Reasoning of the Court
The court’s reasoning focused on the distinction between illegitimate pressure and the ‘rough and tumble’ of normal commercial bargaining. Key factors were the lawfulness of the threatened act and the bona fide belief of the party exerting the pressure.
Lord Justice Steyn acknowledged the possibility of ‘lawful act duress’ but noted its radical nature and the need for caution in extending the doctrine:
I also readily accept that the fact that the defendants have used lawful means does not in itself remove the case from the scope of the doctrine of economic duress … But it is a radical doctrine, and the court should not lightly be disposed to extend its scope.
A critical element was Gallerher’s good faith. They genuinely believed they were entitled to the payment for the stolen cigarettes. The court distinguished this from a situation where a party uses a lawful threat to enforce a demand they know to be invalid. Steyn LJ stated:
Outside the field of protected relationships, and in a purely commercial context, it might be a relatively rare case in which ‘lawful-act duress’ can be established. And it might be particularly difficult to establish duress if the defendant bona fide considered that his demand was valid.
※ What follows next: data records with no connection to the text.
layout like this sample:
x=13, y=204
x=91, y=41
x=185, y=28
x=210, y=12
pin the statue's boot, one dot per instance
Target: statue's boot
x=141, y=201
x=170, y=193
The judgment also emphasised the nature of the commercial relationship. As Gallaher was not contractually obliged to provide credit, the threat to withdraw it was a threat to do something they were legally entitled to do. The court was unwilling to introduce a principle of ‘inequality of bargaining power’ as a ground for judicial intervention in arm’s length commercial transactions, viewing such regulation as a matter for Parliament. Steyn LJ concluded:
In our case the defendants were bona fide, i.e. they thought they were entitled to the money. They were not seeking to exploit the plaintiffs. They were in a monopoly-type position but there is no finding of an abuse of a dominant position. In these circumstances I have come to the conclusion that the plaintiffs’ claim must fail because the defendants’ conduct did not in my judgment, cross the line which separates the rough and tumble of the pressures of normal commercial bargaining from illegitimate pressure.
Implications
The decision in CTN Cash and Carry v Gallaher significantly clarifies the boundaries of economic duress in English contract law. It establishes that a threat to perform a lawful act, such as refusing future business or withdrawing discretionary credit, will generally not constitute illegitimate pressure, especially where the party making the threat acts in good faith. The case reinforces the principle of commercial certainty and the reluctance of courts to police the fairness of bargains between commercial parties of seemingly equal standing, even if one holds a stronger bargaining position. It sets a high bar for successfully claiming ‘lawful act duress’, requiring something more than a bona fide threat made in a commercial context.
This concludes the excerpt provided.